いま僕は、ジャカルタからクルマで4時間くらいするバンドンという田舎町に住んでいるんですが、そこは高原でエアコン代がかからないという理由で大学が集まっているんですね。人口約450万人という横浜市と同程度の規模に、大学が46もあるんですよ。そして凄いのが、そのほぼ全部に日本系のサークルがあって、毎週のように“日本祭り”をやっているわけです。そんなわけで、日本文化というものに結構みんな憧れを持って見てくれているのを感じます。
※とはいえ、この数字にはタネがあって、じつは高校の第二外国語で教わっている人をカウントしているんですね。

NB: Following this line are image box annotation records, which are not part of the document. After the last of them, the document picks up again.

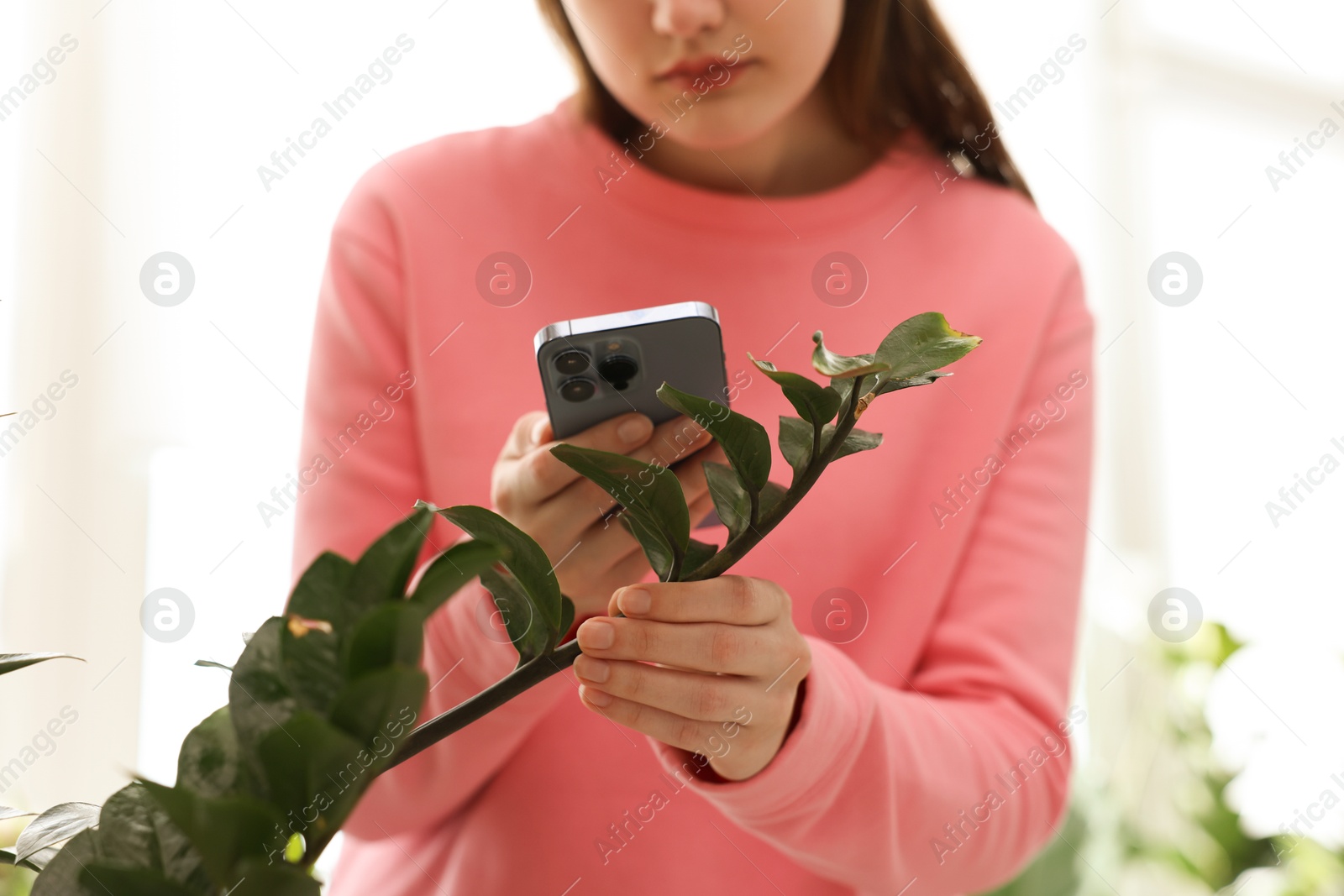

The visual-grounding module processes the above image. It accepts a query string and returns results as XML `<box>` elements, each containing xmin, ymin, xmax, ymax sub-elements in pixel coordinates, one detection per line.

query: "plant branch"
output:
<box><xmin>385</xmin><ymin>378</ymin><xmax>862</xmax><ymax>771</ymax></box>
<box><xmin>383</xmin><ymin>641</ymin><xmax>580</xmax><ymax>771</ymax></box>
<box><xmin>680</xmin><ymin>383</ymin><xmax>860</xmax><ymax>582</ymax></box>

大学進学率が高くないので、高校で数を取っているんです。大学で日本語を学ぶ人の人口で言えば、2位のタイの3万人とほぼ同じ数になります。(大和田氏)
大和田氏:
ただ注意しなければいけないのが、日本人が考えているようなフレームワークで彼らが日本の文化を見ているかというと……結構違う部分があるということです。やっぱり日本人はマニアックに突き詰めちゃって、コンテンツの好みが異常なまでに細分化され過ぎているんですよ。
たとえばソーシャルゲームって、言ってしまえば日本でしかウケないわけです。
日本で育っていれば、いろいろなカードゲームの文脈があるので、たとえば「このカードとこのカードを合成したら、こういうアイテムが出る。それを作るためにガチャを回すんだ」ということが解ります。でも、その文脈を知らない人からすると、いきなり「SSRが……」とか言われても「はあ?」という話で。いまのソシャゲをパッと見ても、まったく理解されないんですよ。

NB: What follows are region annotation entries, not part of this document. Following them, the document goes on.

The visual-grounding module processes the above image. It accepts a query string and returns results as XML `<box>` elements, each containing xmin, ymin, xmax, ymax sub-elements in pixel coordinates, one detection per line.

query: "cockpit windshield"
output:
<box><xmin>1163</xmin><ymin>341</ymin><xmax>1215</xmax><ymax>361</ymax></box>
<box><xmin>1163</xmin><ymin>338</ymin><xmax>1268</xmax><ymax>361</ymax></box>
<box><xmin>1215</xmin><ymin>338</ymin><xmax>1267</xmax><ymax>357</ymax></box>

──そこは、まさに海外での展開を考えるうえで、重要なポイントですね。
日本の“マニアックさ”は理解されていない
大和田氏:
たとえば、あるレース系のゲームで「タイヤのカードとマフラーのカードを合成するとエンジンができる」というものがあったんですが、それに対して「なぜゴムと鉄でエンジンになるの?」みたいなことを真面目に突っ込まれたりしますからね(笑)。そのレベルまで踏み込んでくると、むしろ日本が特殊すぎてグローバルには通用しませんね。

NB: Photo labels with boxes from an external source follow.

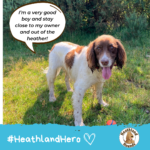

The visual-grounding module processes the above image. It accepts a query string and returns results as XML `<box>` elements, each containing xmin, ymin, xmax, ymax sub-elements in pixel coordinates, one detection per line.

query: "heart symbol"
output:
<box><xmin>84</xmin><ymin>133</ymin><xmax>95</xmax><ymax>145</ymax></box>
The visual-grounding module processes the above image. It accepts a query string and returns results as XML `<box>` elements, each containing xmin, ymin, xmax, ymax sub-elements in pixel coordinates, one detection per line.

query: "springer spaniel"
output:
<box><xmin>47</xmin><ymin>35</ymin><xmax>126</xmax><ymax>126</ymax></box>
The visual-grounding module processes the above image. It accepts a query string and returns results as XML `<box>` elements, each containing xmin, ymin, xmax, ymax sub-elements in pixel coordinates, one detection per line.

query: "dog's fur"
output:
<box><xmin>47</xmin><ymin>35</ymin><xmax>126</xmax><ymax>126</ymax></box>
<box><xmin>125</xmin><ymin>132</ymin><xmax>135</xmax><ymax>144</ymax></box>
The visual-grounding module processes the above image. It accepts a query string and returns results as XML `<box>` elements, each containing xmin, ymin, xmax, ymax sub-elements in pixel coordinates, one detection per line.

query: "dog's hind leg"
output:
<box><xmin>65</xmin><ymin>72</ymin><xmax>73</xmax><ymax>92</ymax></box>
<box><xmin>95</xmin><ymin>82</ymin><xmax>109</xmax><ymax>106</ymax></box>
<box><xmin>46</xmin><ymin>68</ymin><xmax>57</xmax><ymax>102</ymax></box>
<box><xmin>46</xmin><ymin>52</ymin><xmax>61</xmax><ymax>102</ymax></box>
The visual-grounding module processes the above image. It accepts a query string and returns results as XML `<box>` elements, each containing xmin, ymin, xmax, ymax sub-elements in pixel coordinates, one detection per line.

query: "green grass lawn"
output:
<box><xmin>3</xmin><ymin>31</ymin><xmax>150</xmax><ymax>126</ymax></box>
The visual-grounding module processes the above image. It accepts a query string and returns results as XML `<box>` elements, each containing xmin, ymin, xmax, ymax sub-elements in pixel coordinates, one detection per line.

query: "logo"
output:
<box><xmin>119</xmin><ymin>128</ymin><xmax>139</xmax><ymax>148</ymax></box>
<box><xmin>84</xmin><ymin>133</ymin><xmax>95</xmax><ymax>145</ymax></box>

──コンテンツが成熟しているがゆえに、ハイコンテクストになっている、と。
大和田氏:
あるいは日本の萌えキャラとかって、いわゆる“大きなお友達“向けのような感じがあるじゃないですか。でもインドネシアで萌えゲーをマーケティングすると、遊んでいるのは半数以上が女の子なんですよ。彼女たちからするとあれは「可愛い」なんです。
実際、もともとは「可愛い」だったものが、いろいろな経緯を経て「萌え」というジャンルに細分化していったんだと思いますが、まだ文化に深い蓄積がない世界では、萌えキャラもハローキティも同じ「可愛い」でひと括りにされている状態なんです。
佐藤氏:
ちなみに東南アジアの特徴として、この「可愛い」というものに対する評価が高いという実感がありますね。
たとえば中東だと、女性がキャラクターに求めるものとして「かっこいい」が結構強いように思います。とくにサウジアラビアなど、昔は女性が外に出ませんでしたから、活動的に動く女性のキャラクターが好まれるそうです。
──それは面白い違いですね。すると、「可愛い」は、なぜ東南アジアだけに通用するんでしょうか……?
大和田氏:
僕はなんとなく、海洋民族に共通の感性があるんじゃないかなと思っていまして。ほら、海洋民族の神様ってみんな女性じゃないですか。
──……あ! 確かにそうかもしれません。